Briefly killing the messenger. WhatsApp went down for about two hours in multiple countries early Tuesday, a rare outage for the popular messaging app, TechCrunch reported. The Meta-owned tool was offline from roughly 3 a.m. to 5 a.m. EST, though it was not immediately known how many users were affected. Meta officials confirmed that they had fixed the issue, but they did not elaborate on the cause of the problem.
Striking out again. The Amazon Labor Union has called off an election at a Southern California warehouse, dealing another blow to organizers hoping to unionize more employees of the tech behemoth, The Verge reported Monday. ALU officials did not elaborate on the reasons for withdrawing their union petition in records filed with federal regulators, and organizers have not commented on the latest move. The ALU won a surprise unionization victory at a Staten Island, N.Y., warehouse in the spring, but it has since lost two elections and struggled to gain momentum at other Amazon facilities.
FOOD FOR THOUGHT
Going long on crypto. Plenty of reporters have tried to write the official tome on crypto—but none of them are Bloomberg’s Matt Levine. The latest issue of Bloomberg Businessweek features 40,000-plus words on all things crypto by the current champ of financial journalism, whose mix of savvy insights, wry prose, and easy-to-understand commentary makes him particularly well suited to explain the blockchain phenomenon. The dissertation traces the origins and intentions of crypto for blockchain noobs, while also framing crypto within larger themes of trust and community for its longtime acolytes.
From the article:
I don’t have strong feelings either way about the value of crypto. I like finance. I think it’s interesting. And if you like finance—if you like understanding the structures that people build to organize economic reality—crypto is amazing. It’s a laboratory for financial intuitions. In the past 14 years, crypto has built a whole financial system from scratch.
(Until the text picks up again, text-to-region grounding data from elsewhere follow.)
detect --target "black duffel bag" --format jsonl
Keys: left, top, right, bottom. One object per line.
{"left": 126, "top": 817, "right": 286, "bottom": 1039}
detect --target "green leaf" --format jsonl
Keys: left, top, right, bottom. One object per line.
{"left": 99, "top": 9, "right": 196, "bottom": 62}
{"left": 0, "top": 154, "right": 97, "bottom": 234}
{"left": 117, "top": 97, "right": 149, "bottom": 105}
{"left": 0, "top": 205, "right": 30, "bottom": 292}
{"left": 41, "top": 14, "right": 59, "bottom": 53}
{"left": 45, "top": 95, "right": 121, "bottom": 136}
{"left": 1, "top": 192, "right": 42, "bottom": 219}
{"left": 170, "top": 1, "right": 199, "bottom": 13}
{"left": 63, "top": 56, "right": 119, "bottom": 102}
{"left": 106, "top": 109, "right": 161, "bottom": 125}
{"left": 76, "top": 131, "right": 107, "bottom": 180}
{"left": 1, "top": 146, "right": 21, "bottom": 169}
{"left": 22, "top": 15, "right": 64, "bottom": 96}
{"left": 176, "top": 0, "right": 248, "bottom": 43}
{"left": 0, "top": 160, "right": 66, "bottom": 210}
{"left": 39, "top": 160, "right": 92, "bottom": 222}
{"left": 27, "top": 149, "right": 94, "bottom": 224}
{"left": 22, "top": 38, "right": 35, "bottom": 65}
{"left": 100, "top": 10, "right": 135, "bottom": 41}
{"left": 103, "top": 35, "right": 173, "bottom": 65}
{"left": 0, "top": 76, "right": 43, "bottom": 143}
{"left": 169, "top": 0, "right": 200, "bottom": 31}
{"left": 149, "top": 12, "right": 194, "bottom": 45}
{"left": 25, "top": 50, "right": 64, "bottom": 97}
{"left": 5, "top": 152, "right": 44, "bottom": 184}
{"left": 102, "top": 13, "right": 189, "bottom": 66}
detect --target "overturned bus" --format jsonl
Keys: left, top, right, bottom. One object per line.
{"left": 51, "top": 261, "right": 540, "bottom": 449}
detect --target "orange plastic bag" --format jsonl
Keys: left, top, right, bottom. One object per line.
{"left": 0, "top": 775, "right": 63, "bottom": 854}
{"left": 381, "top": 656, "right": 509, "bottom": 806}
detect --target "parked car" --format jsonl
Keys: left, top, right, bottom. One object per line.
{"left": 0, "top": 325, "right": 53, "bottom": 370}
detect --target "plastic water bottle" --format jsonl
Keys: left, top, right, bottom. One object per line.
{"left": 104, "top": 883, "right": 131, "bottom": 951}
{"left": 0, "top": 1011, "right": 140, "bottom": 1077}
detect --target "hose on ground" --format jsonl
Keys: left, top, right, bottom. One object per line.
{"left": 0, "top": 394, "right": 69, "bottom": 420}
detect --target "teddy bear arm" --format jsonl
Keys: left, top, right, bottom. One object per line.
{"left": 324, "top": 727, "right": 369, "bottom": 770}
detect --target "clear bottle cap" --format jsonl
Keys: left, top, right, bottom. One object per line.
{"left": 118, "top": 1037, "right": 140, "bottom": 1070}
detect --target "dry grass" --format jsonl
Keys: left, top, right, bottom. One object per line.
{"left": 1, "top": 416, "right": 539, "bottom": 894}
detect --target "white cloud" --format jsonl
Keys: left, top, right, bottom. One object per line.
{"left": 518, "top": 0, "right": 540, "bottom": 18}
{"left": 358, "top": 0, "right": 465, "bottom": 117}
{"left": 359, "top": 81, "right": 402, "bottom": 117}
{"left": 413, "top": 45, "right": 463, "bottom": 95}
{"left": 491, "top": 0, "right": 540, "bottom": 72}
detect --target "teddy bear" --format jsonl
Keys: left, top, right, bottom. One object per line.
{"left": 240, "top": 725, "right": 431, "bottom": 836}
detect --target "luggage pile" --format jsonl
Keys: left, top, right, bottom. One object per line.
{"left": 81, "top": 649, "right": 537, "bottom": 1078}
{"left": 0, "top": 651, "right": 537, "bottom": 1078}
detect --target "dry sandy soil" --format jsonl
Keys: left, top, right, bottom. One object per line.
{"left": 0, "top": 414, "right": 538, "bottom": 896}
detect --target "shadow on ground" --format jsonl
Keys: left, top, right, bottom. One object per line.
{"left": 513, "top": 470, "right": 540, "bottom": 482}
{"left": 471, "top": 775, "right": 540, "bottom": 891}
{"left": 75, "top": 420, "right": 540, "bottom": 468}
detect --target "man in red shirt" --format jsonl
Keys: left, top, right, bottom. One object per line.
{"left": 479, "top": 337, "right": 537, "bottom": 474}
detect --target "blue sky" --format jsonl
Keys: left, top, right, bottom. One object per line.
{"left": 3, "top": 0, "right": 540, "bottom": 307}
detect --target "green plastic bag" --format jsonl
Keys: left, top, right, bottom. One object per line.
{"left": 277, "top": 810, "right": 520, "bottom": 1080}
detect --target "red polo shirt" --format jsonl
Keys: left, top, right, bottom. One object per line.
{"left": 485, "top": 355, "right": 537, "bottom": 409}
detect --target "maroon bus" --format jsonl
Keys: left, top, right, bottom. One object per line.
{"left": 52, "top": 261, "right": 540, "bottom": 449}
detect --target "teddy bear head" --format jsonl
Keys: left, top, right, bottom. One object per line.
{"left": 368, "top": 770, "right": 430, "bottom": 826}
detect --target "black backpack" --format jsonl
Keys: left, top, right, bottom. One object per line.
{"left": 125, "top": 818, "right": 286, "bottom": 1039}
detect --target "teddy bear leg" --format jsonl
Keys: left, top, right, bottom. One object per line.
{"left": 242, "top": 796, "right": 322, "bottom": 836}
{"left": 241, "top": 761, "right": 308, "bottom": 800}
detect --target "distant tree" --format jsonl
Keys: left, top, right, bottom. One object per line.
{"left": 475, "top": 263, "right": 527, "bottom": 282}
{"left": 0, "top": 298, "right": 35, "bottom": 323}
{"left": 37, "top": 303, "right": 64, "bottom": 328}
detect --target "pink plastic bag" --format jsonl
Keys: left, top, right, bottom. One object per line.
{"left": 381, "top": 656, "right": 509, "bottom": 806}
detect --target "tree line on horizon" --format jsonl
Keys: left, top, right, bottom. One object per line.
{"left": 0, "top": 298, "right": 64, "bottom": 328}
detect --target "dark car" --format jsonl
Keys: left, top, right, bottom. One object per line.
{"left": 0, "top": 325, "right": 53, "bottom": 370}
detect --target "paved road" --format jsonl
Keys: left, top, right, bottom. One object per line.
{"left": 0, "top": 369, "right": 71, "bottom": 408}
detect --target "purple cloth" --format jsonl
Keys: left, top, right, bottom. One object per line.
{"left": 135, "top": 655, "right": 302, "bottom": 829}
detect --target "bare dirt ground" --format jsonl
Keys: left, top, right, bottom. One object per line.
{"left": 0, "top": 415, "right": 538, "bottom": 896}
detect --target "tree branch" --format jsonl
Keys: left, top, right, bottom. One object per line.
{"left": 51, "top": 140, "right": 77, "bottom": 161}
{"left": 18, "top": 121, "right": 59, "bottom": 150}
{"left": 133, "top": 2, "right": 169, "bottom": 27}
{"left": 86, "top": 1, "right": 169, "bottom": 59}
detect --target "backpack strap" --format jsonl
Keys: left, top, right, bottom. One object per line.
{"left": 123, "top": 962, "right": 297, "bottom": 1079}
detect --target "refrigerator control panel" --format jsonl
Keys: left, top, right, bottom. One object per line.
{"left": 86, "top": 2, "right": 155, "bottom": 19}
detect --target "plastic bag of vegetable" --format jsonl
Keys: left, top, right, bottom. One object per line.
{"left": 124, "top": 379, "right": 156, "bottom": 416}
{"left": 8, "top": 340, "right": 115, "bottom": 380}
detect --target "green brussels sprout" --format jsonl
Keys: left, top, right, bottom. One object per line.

Crypto constantly reinvented or rediscovered things that finance had been doing for centuries. Sometimes it found new and better ways to do things.
Often it found worse ways, heading down dead ends that traditional finance tried decades ago, with hilarious results.
IN CASE YOU MISSED IT
Bank of America downgrades Meta, cuts price target as metaverse spending remains ‘overhang,’ by Marco Quiroz-Gutierrez
All eyes on SEC, CFTC as crypto industry waits for regulations, by Leo Schwartz
Uber-owned alcohol-delivery app accused of ignoring warning that later allowed data breach involving 2.5 million customers, by the Associated Press
For the first time ever, Apple has raised prices for its TV+ and music streaming. Here’s how much they’ll cost you now, by Mark Gurman and Bloomberg
A thriving manufacturing sector is already boosting local economies throughout the U.S.–but it’s often overlooked. Meet the ‘Titanium Economy,’ by Asutosh Padhi
Dirty shrimp farms are punching a huge hole in the environment. A.I. could cut it in half, by Matt Whittaker
BEFORE YOU GO
But other than that, Mr. Luckey? Another big name in tech joined the anti-metaverse pile-on Monday—and this time, it’s someone who had some skin in the game. Oculus founder Palmer Luckey, who sold his virtual reality company to Meta for $2 billion in 2014, offered a blunt, bearish assessment Monday of Mark Zuckerberg’s prized metaverse platform, Horizon Worlds. Speaking at the Wall Street Journal’s Tech Live conference, Luckey said Horizon Worlds is “not good,” “not fun,” and “not a good product.” Oof. It wasn’t all doom and gloom for Zuckerberg, however. Luckey said the metaverse “could be amazing in the future,” and Meta is “in the best position of anyone to win in the long run.” Metaverse skeptics can now try Horizon Worlds on the company’s latest virtual reality headset, Meta Quest Pro, which went on sale Tuesday (price tag: a cool $1,500).